Kebijakan Kemensos dalam Inklusi Kerja Penyandang Disabilitas melalui Asistensi Rehabilitasi Sosial (ATENSI) dilaksanakan secara langsung maupun tidak langsung. Secara tidak langsung dilaksanakan oleh Pusat dalam hal ini Direktorat Rehabilitasi Sosial Penyandang Disabilitas, terkait bagaimana koordinasi antar kementerian/lembaga dan pemerintah pusat dengan pemerintah daerah.
"Kami juga mendorong adanya rencana aksi nasional, menyiapkan regulasi, sinkronisasi data Penyandang Disabilitas, kampanye sosial dan meningkatkan kapasitas para Penyandang Disabilitas. Selain itu, Kemensos juga terus berupaya untuk meningkatkan kapasitas Pendamping Penyandang Disabilitas sebagai penyelenggara pelayanan kesejahteraan sosial Penyandang Disabilitas," kata Eva.
Untuk layanan langsung dilaksanakan oleh UPT Kemensos yaitu 19 Balai Rehabilitasi Sosial Penyandang Disabilitas di seluruh Indonesia dengan pendekatan berbasis keluarga, komunitas dan residensial. Balai bukan hanya sebagai pusat layanan, namun juga sebagai pusat komunikasi, informasi, edukasi dan pusat rujukan yang terintegrasi dengan program-program lain.
"Tenaga kerja Penyandang Disabilitas tidak hanya bekerja di bidang formal namun juga diharapkan di bidang non formal, " harap Direktur Utama BPJS Ketenagakerjaan, Agus Susanto yang hadir dalam webinar ini.

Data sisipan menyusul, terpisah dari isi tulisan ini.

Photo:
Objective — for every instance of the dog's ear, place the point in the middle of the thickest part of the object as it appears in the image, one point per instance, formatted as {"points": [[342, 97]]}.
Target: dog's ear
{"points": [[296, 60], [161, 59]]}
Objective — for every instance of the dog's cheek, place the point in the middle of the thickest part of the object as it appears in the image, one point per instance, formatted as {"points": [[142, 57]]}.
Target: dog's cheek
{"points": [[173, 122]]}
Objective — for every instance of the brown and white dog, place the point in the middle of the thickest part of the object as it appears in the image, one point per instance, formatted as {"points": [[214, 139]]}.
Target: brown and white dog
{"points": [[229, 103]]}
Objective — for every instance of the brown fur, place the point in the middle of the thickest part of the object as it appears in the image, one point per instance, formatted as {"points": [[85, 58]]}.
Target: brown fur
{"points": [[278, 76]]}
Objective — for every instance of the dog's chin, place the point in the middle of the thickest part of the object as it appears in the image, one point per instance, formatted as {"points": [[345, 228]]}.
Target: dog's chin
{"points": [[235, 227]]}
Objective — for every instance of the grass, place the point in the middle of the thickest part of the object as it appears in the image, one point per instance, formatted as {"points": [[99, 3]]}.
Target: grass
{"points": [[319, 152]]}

Penyandang Disabilitas merupakan isue multi sektoral oleh karena itu perlu solidaritas dan kerjasama untuk membangun akses tenaga kerja bagi mereka.
BPJS Ketenagakerjaan memiliki peran untuk memastikan bahwa ekosistem tenaga kerja di Indonesia saling bersinergi mulai dari fase preventif hingga fase kuratif. Kurang lebih 80% tenaga kerja yang mengalami kecelakaan telah kembali bekerja melalui program Return to Work (Kembali Kerja). "Harapan kami, semoga tidak ada kecelakaan kerja dengan menerapkan aturan Kesehatan dan Keselamatan Kerja (K3)," ungkap Agus.
Peran dan tantangan pekerja disabilitas dalam mewujudkan masyarakat inklusi dalam kesempatan ini disampaikan oleh Staf Khusus Presiden, Angkie Yudistia. "Strategi layanan dasar dan perlindungan sosial dilaksanakan melalui program tata kelola kependudukan, perlindungan sosial, kesehatan, pendidikan, pengentasan kemiskinan dan peningkatan kualitas anak, perempuan serta pemuda." kata Angkie. Program-program tersebut didukung dengan strategi produktivitas melalui pendidikan dan pelatihan vokasi, pendidikan tinggi, iptek dan inovasi serta prestasi olahraga.
Pembaruan desain program inklusi tenaga kerja Penyandang Disabilitas diperlukan agar mereka memiliki kesempatan akses yang sama dalam dunia kerja untuk mewujudkan pemerintah Indonesia Maju.